– Ну вот, как он… только богаче я, денег у меня больше, чем у Федора…
– Много денег?
– Ну… и еще больше бывает…
– Сколько у тебя бочек?
– Чего?
– Денег-то?
– Дурашка! Разве деньги бочками меряют?
– А как же? – оживленно воскликнул Фома и, обратив к отцу свое лицо, стал торопливо говорить ему: – Вон в один город приехал разбойник Максимка и у одного там, богатого, двенадцать бочек деньгами насыпал… да разного серебра, да церковь ограбил… а одного человека саблей зарубил и с колокольни сбросил… он, человек-то, в набат бить начал…
– Это тебе тетка, что ли, рассказала? – спросил Игнат, любуясь оживлением сына.
– Она, а что?
– Ничего! – смеясь, сказал Игнат. – То-то ты и отца в разбойники произвел…
– А может, ты был давно когда? – опять возвратился Фома к своей теме, и по лицу его было видно, что он очень хотел бы услышать утвердительный ответ.
– Не был я… брось это…
– Не был?
– Ну, говорю ведь – не был!

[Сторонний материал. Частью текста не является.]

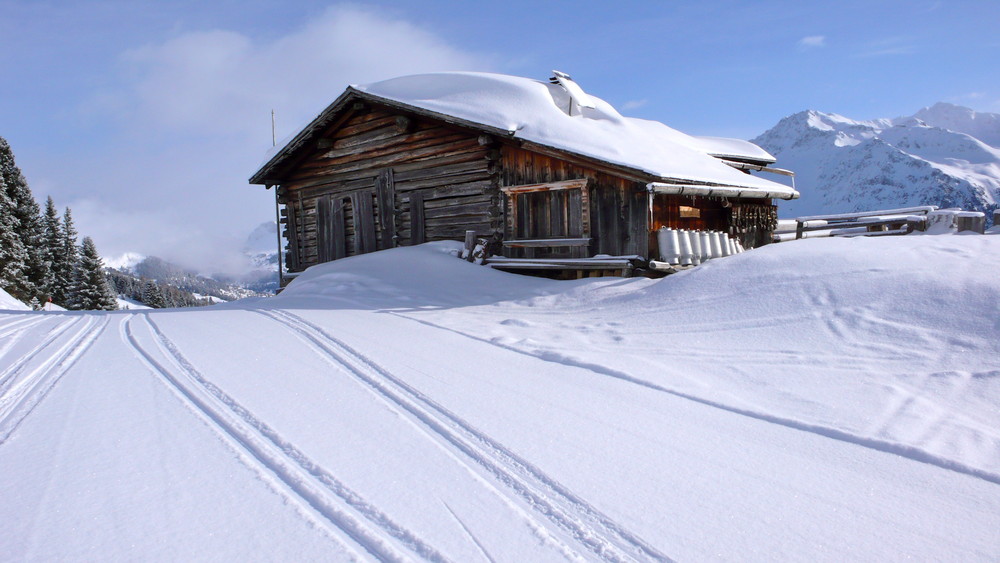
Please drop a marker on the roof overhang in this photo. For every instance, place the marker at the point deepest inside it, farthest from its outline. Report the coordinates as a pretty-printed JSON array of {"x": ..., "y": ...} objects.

Экой ты какой… Разве хорошо – разбойником быть? Они… грешники все, разбойники-то. В бога не веруют… церкви грабят… их проклинают вон, в церквах-то… Н-да… А вот что, сынок, – учиться тебе надо! Пора, брат, уж… Начинай-ка с богом. Зиму-то проучишься, а по весне я тебя в путину на Волгу с собой возьму…
– В училище буду ходить? – робко спросил Фома.
– Сперва дома с теткой поучишься…
И скоро мальчик с утра садился за стол и, водя пальцем по славянской азбуке, повторял за теткой:
– Аз… буки… веди…
Когда дошли до – бра, вра, гра, дра, мальчик долго не мог без смеха читать эти слоги. Эта мудрость давалась Фоме легко, и вот он уже читает первый псалом первой кафизмы Псалтиря:
– «Бла-жен му-ж… иже не иде на… со-вет не-че-сти-вых…»
– Так, миленький, так! Так, Фомушка, верно! – умиленно вторит ему тетка, восхищенная его успехами…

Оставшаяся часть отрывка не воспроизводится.